Car predicts a J-shaped economic recovery extending over the next 12 months. Of course this trend will affect home prices in the coming 6 months. The latest survey of Realtors shows fewer are withdrawing offer, more are listing new properties, and are not optimistic about sales or prices.
The percentage of REALTORS® who believe sales will increase in the foreseeable future has been steadily falling, reaching only 4.6% in October. This is the lowest reading since C.A.R. began polling its members shortly after the pandemic began. The study also revealed that fewer members expect listing prices to climb, with the proportion dropping from half of the respondents at the start of the year to one in five this month. Housing affordability is expected to drop to 23 percent next year from a projected 26 percent in 2021.
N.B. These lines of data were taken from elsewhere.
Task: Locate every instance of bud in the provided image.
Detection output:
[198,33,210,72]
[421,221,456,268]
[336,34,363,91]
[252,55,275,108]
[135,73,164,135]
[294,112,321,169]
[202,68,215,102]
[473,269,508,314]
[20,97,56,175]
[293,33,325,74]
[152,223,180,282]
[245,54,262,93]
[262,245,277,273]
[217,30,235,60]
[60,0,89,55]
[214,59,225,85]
October’s latest housing stats show sales are declining significantly again across California. The Old Sacramento Waterfront and downtown area boast many restaurants and endless entertainment; there are also numerous fun and free things to do in Sacramento. When you want to get away from the city, take a day trip to a nearby town or explore the great outdoors—the region's natural beauty will stun you. Most affordable Northern California cities, but Sacramento is also the most populous on our list with just under 500,000 inhabitants. Perfect for people who want to head north to explore, Stockton surprises residents and visitors in more than one way.

With all the data here, I have moved the needle a little towards home buyers, although it clearly remains a seller’s market. Over the past 12 months, the Northern California markets covered in this report added 184,600 jobs. With decent job growth, the unemployment rate fell to 2.4%, which is a significant drop from the 5.8% rate we saw a year ago. The lowest jobless rate was in Santa Clara County (1.8%), and the highest rate was in Solano County, where 3.5% of the workforce remains unemployed.